Publisher: CRC Press
ISBN: 1351617214
Category : Science
Languages : en
Pages : 436
Book Description
Since the publication of the first edition of Spin-Wave Confinement, the magnetic community’s interest in dynamic excitations in magnetic systems of reduced dimensions has been increasing. Although the concept of spin waves and their quanta (magnons) as propagating excitation of magnetic media was introduced more than 80 years ago, this field has been repeatedly bringing us fascinating new physical phenomena. The successful development of magnonics as an emerging subfield of spintronics, which considers confined spin waves as a basis for smaller, faster, more robust, and more power-efficient electronic devices, inevitably demands reduction in the sizes and dimensions of the magnetic systems being studied.
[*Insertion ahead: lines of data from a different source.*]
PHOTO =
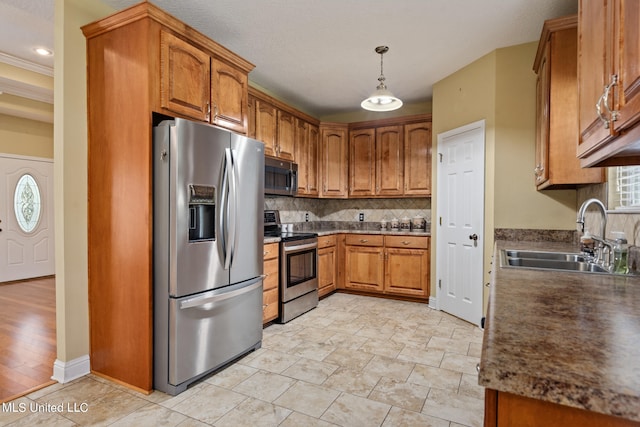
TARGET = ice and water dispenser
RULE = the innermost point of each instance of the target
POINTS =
(202, 213)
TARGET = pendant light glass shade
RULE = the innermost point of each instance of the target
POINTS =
(382, 99)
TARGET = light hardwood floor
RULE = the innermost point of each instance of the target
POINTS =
(27, 336)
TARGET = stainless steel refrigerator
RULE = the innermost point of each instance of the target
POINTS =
(208, 197)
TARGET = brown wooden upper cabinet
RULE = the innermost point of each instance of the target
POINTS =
(417, 159)
(307, 144)
(195, 84)
(266, 126)
(556, 108)
(333, 160)
(286, 131)
(376, 162)
(609, 82)
(390, 160)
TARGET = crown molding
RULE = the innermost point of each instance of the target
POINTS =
(24, 64)
(35, 93)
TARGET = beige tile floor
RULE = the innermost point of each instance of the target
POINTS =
(353, 361)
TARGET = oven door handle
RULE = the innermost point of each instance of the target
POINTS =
(300, 247)
(208, 299)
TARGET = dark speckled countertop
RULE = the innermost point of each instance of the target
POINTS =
(330, 231)
(567, 338)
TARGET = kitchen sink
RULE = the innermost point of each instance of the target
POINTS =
(560, 256)
(549, 261)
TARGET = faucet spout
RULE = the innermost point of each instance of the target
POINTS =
(583, 210)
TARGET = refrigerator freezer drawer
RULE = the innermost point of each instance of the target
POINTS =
(208, 330)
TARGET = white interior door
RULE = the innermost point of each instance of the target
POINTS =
(26, 218)
(460, 217)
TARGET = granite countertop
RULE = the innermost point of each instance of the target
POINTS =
(327, 232)
(330, 231)
(567, 338)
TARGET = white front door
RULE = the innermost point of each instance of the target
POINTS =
(26, 218)
(460, 221)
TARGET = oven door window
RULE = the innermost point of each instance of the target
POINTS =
(301, 266)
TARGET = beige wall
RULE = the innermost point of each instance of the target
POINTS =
(467, 96)
(517, 204)
(357, 114)
(70, 174)
(25, 137)
(500, 88)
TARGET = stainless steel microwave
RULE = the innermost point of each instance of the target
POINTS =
(280, 177)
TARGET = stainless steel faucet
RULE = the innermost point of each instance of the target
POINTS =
(603, 242)
(603, 211)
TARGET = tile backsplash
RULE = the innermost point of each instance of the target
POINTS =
(294, 209)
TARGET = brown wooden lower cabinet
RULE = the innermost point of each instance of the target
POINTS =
(270, 295)
(394, 265)
(510, 410)
(327, 257)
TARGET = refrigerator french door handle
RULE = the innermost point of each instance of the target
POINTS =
(208, 299)
(230, 211)
(300, 247)
(223, 217)
(233, 205)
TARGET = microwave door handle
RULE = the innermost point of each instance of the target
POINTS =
(232, 209)
(300, 247)
(208, 299)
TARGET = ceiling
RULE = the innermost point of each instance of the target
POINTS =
(318, 55)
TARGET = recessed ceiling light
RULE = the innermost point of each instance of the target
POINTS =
(43, 51)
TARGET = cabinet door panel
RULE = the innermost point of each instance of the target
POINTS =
(313, 187)
(270, 305)
(407, 272)
(365, 268)
(628, 63)
(594, 70)
(184, 78)
(541, 171)
(302, 155)
(266, 120)
(228, 96)
(286, 131)
(362, 162)
(334, 162)
(417, 159)
(389, 161)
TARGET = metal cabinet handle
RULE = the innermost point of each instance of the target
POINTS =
(604, 100)
(612, 82)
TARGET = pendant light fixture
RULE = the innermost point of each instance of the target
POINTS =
(382, 99)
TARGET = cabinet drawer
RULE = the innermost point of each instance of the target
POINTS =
(269, 305)
(271, 273)
(270, 251)
(364, 240)
(413, 242)
(326, 241)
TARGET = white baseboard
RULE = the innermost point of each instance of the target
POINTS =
(63, 372)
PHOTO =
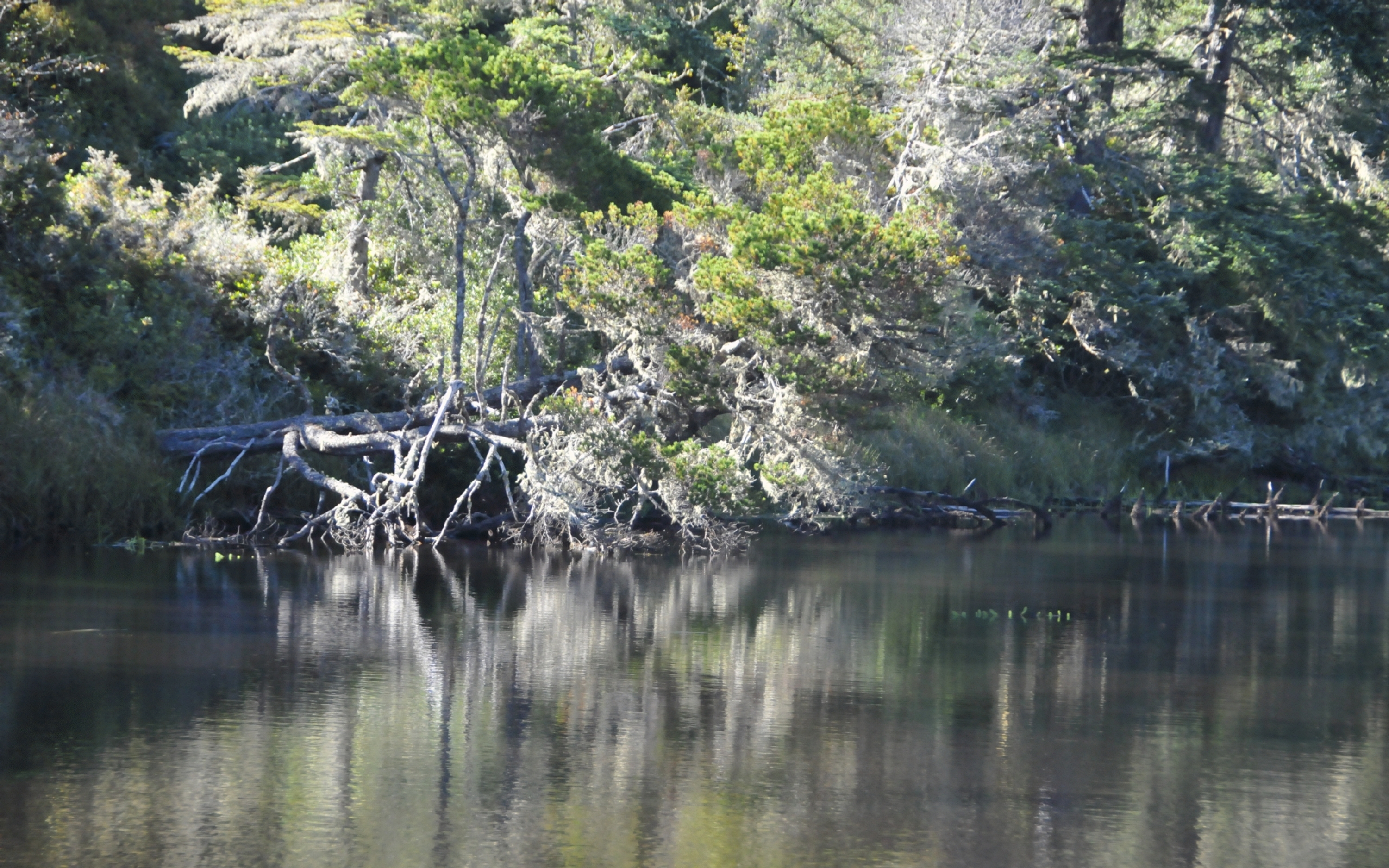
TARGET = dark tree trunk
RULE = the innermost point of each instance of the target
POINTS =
(357, 235)
(1102, 24)
(1216, 59)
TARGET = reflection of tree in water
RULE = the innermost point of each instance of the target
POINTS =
(1203, 706)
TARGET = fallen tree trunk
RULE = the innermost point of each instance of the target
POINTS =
(364, 434)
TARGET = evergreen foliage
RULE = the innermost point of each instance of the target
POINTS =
(806, 224)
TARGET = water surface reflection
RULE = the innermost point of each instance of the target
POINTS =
(1169, 699)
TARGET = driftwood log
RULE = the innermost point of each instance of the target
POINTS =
(389, 505)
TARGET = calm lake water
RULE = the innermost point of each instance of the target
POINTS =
(1170, 698)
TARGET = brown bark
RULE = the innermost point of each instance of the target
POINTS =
(1102, 24)
(370, 432)
(1216, 59)
(527, 357)
(357, 232)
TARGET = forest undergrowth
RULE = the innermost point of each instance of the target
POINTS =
(621, 274)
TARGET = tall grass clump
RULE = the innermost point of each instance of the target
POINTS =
(73, 470)
(931, 449)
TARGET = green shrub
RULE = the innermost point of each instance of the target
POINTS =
(73, 470)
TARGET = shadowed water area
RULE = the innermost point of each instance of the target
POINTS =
(1171, 698)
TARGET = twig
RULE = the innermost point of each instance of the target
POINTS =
(213, 485)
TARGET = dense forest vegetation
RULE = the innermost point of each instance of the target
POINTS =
(789, 250)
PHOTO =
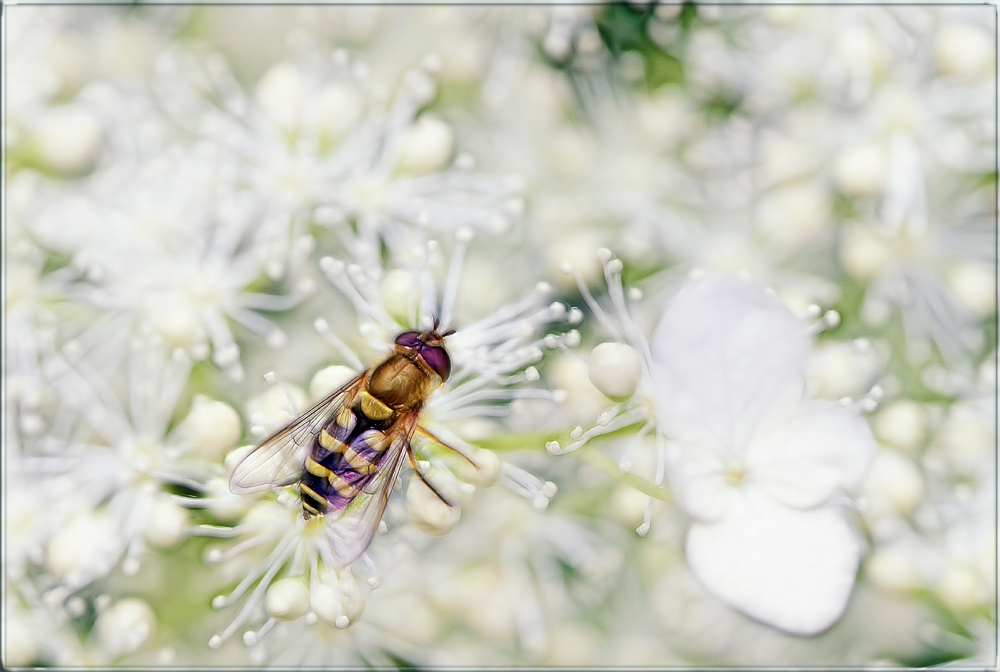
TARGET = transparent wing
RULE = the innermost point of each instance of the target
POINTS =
(350, 532)
(280, 459)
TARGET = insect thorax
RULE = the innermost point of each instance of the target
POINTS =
(401, 383)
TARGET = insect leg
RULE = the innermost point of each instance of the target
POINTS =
(413, 463)
(442, 443)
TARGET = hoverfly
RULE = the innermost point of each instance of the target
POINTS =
(346, 452)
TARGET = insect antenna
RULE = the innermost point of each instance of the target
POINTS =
(442, 443)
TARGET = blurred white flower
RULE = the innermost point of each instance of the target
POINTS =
(757, 467)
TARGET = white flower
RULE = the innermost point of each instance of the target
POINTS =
(755, 465)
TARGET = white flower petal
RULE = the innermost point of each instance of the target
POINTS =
(698, 480)
(789, 569)
(824, 447)
(726, 354)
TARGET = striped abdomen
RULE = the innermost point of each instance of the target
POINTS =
(346, 455)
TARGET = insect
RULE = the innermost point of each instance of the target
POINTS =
(346, 452)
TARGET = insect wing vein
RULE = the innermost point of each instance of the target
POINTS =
(350, 532)
(281, 458)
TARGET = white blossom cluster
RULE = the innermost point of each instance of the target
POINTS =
(723, 285)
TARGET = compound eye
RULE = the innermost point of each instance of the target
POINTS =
(438, 360)
(409, 339)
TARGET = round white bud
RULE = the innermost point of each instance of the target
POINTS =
(893, 569)
(68, 139)
(791, 216)
(328, 380)
(177, 322)
(962, 588)
(166, 525)
(125, 626)
(399, 294)
(211, 428)
(859, 170)
(85, 546)
(427, 512)
(279, 95)
(615, 370)
(20, 647)
(337, 604)
(287, 599)
(894, 484)
(337, 109)
(863, 253)
(973, 287)
(963, 50)
(427, 146)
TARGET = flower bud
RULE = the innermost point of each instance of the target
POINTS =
(338, 604)
(211, 428)
(902, 423)
(894, 484)
(427, 147)
(962, 588)
(615, 370)
(126, 626)
(271, 409)
(863, 253)
(399, 294)
(287, 599)
(167, 524)
(85, 546)
(68, 139)
(963, 50)
(338, 109)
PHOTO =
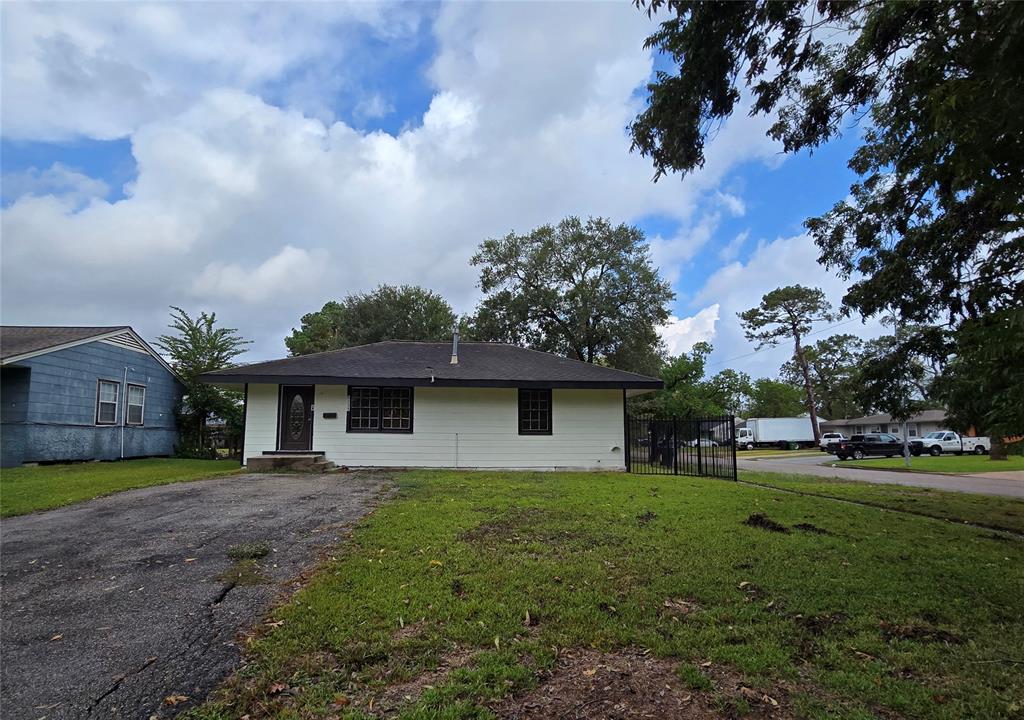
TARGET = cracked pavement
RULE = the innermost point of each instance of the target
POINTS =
(111, 605)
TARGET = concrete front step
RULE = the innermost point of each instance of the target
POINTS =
(312, 463)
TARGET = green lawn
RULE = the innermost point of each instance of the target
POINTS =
(944, 463)
(469, 588)
(29, 489)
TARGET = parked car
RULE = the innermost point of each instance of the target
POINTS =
(830, 438)
(948, 441)
(860, 447)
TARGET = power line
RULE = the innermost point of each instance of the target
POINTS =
(773, 347)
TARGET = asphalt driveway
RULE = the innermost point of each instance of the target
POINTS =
(115, 605)
(989, 483)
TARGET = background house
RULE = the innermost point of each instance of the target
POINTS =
(920, 424)
(424, 405)
(83, 393)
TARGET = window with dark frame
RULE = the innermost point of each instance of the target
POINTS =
(535, 412)
(380, 410)
(134, 405)
(107, 401)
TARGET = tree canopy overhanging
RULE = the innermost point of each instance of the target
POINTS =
(933, 229)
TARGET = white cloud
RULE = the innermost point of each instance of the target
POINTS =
(102, 70)
(729, 252)
(739, 286)
(57, 180)
(680, 334)
(282, 274)
(733, 204)
(262, 213)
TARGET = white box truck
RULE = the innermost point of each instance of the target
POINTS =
(774, 432)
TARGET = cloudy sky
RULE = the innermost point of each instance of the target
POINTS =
(259, 160)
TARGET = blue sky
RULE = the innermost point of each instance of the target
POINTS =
(259, 160)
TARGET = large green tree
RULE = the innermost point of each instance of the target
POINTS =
(833, 364)
(983, 385)
(198, 346)
(731, 390)
(774, 398)
(788, 313)
(584, 289)
(932, 229)
(686, 393)
(389, 312)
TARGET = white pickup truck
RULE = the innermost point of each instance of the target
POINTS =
(948, 441)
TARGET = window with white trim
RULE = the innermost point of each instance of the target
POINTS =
(107, 401)
(134, 405)
(380, 410)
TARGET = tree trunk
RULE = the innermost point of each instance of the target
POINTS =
(808, 388)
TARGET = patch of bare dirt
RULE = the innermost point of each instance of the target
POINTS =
(408, 630)
(388, 701)
(759, 519)
(921, 633)
(812, 528)
(630, 684)
(678, 607)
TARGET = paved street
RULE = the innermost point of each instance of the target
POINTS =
(110, 606)
(993, 483)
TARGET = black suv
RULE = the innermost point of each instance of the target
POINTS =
(872, 443)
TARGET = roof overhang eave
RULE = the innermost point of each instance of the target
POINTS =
(235, 379)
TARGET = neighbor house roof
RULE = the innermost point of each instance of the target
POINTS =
(925, 416)
(425, 364)
(19, 342)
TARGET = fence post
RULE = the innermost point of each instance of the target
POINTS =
(699, 463)
(628, 433)
(732, 446)
(675, 446)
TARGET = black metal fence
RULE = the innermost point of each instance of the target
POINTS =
(681, 446)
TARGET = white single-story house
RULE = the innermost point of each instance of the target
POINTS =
(474, 405)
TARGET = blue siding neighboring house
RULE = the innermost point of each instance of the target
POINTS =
(83, 393)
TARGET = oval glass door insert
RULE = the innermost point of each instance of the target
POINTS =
(296, 418)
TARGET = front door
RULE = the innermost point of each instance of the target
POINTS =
(296, 423)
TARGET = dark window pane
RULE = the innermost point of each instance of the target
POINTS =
(108, 412)
(535, 411)
(134, 415)
(396, 409)
(365, 408)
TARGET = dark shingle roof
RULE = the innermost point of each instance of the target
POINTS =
(19, 339)
(393, 363)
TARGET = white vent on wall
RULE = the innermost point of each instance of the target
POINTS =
(126, 340)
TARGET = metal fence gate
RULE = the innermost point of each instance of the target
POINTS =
(681, 446)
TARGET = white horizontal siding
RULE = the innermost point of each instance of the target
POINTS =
(478, 427)
(261, 420)
(457, 427)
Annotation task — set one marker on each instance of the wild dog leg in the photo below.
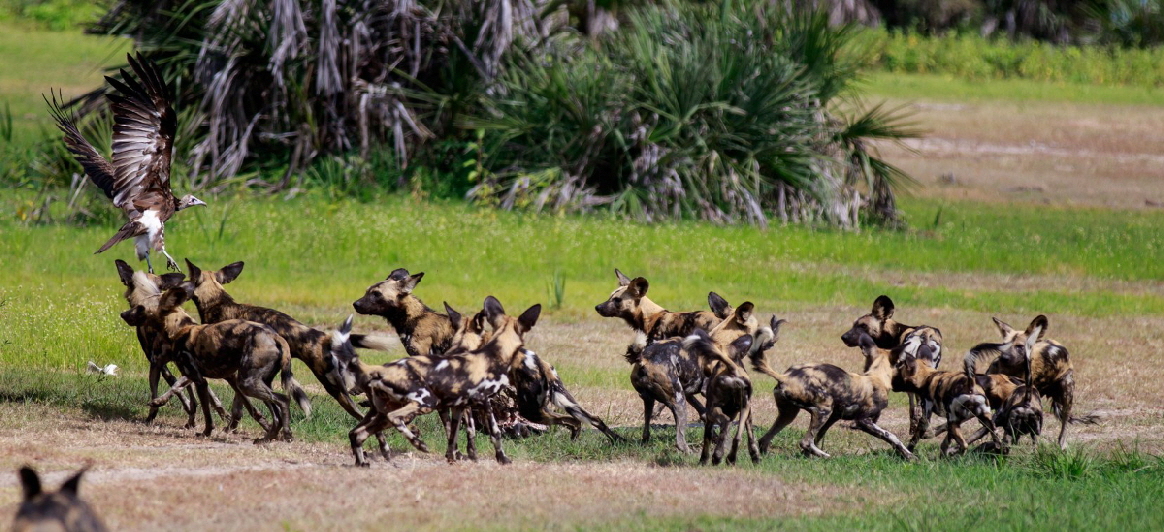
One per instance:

The unique features of magnons, including the possibility of carrying spin information over relatively long distances, the possibility of achieving submicrometer wavelength at microwave frequencies, and controllability by electronic signal via magnetic fields, make magnonic devices distinctively suited for implementation of novel integrated electronic schemes characterized by high speed, low power consumption, and extended functionalities. Edited by S. O. Demokritov, a prominent magnonics researcher who has successfully collected the results of cutting-edge research by almost all main players in the field, this book is for everyone involved in nanotechnology, spintronics, magnonics, and nanomagnetism.